Yıldızlar Sandığımızdan Daha Yaşlı

 Nisan 1990'da atmosferin yanıltıcı özelliğinden kurtulmak için uzaya gönderilen Hubble uzay teleskobu, astronomi dünyasında büyük ses getirtecek yeni bir buluşa imkan sağladı. Evrenin başlangıç noktası olduğuna inanılan büyük patlama sonrası, ilk yıldızların oluşması için 400 milyon yıl gerekecekti. Lakin  HUT, (Hubble Uzay Teleskobu) teknik olarak o kadar büyük bir aygıttır ki patlamadan 500 milyon yıl sonra oluşmuş olan yıldızları analiz etme niteliğindedir. Adını 20. yüzyılda yaptığı gözlemler sonucu evrenin statik bir yapıda olmadığını kanıtlayıp, Einstein'ın "kozmolojik sabit" adındaki görüşünü çökertmiş olan Amerikalı astronom Edwin Hubble' dan alan bu devasa araç, büyük patlamadan 500 milyon yıl sonra oluşmuş olan yıldızlarda alışılmışın ötesinde bazı özellikler keşfetti. Kuramsal fiziği ele aldığımızda aslında evrende oluşan ilk yıldızların; hidrojen, helyum ve az miktarda lityumdan oluştuğunu biliriz. Oksijen, demir, azot, karbon ve diğer ağır elementler ise daha sonra oluşan yıldızların çekirdeklerinde meydana gelen füzyon tepkimeler sonucu üretilecekti. Avrupa Uzay Ajansındaki (ESA) bilim insanları bu bilgilerden yola çıkarak büyük patlamadan 500 milyon- 1 milyar yıl sonra oluşmuş yıldızları incelediler. Bilim insanları bu dönemlerde oluşacak yıldızların hidrojen, helyum ve lityum gibi elementlerden olduğunu biliyorlardı ama Hubble keşfettiği verilerle tüm ezberleri bozdu. Yıldızların bu elementlerden oluştuğuna dair bir bulguya rastlamadılar. Gözlem yapılmadan önce düşüncelerinde yıldızların bu elementlerden oluşmakta olduğu yatıyordu.
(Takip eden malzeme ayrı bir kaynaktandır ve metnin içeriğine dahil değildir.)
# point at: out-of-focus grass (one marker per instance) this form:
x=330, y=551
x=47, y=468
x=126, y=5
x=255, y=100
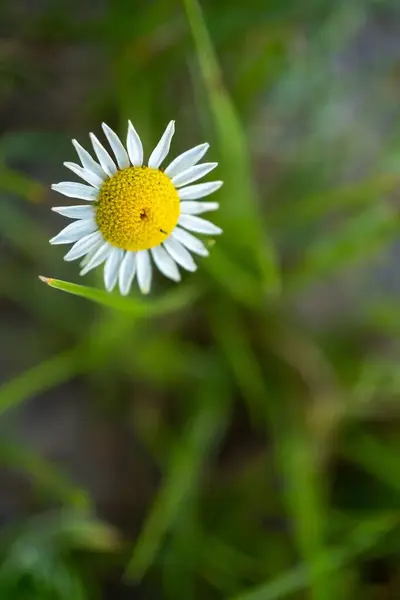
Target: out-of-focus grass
x=252, y=414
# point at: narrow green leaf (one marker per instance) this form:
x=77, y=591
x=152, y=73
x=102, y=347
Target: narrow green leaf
x=182, y=479
x=45, y=476
x=242, y=223
x=359, y=237
x=365, y=536
x=138, y=307
x=38, y=379
x=20, y=184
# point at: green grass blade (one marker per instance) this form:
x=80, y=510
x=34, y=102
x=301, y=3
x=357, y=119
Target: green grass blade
x=364, y=537
x=45, y=477
x=360, y=237
x=49, y=373
x=182, y=478
x=138, y=307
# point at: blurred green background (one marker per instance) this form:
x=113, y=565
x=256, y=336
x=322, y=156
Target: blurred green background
x=235, y=436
Ama veriler çok daha farklı şeyler söylüyordu. Peki  bu sonuç yıldızların aslında ilk başlarda bu elementlerden oluşmadığını mı gösteriyor? Hayır! Bu veriler aslında yıldızların, bizim tahmin ettiğimizden çok daha önce oluştuklarını gösteriyor.



Bilim dünyası işte böyle bir yer. Teknolojiniz ne kadar gelişirse gelişsin, 100 yıldır benimsediğiniz bir bilgi işte böyle bir değişime uğrayabiliyor. Bunu bize tarih gösterdi. Batlamyus Dünya merkezli bir evren modelini ortaya sununca 1500 yıl insanlar bu görüşe taptı. Kopernik ise bunu sonsuza dek(!) değiştirilemez bir olguya sokup, bunu Güneş merkezli bir sistem haline getirdi. Ya da Newton'ın fiziği 300 yıl değiştirilemez iken Einstein adındaki bir gencin bunu yıkması gibi... Bugün ölesiye taptığımız bir yasanın yarın hayatta olmayabileceğini aklınızdan çıkarmayın. Çünkü artık bilim hızlı bir şekilde gelişip, değişiyor.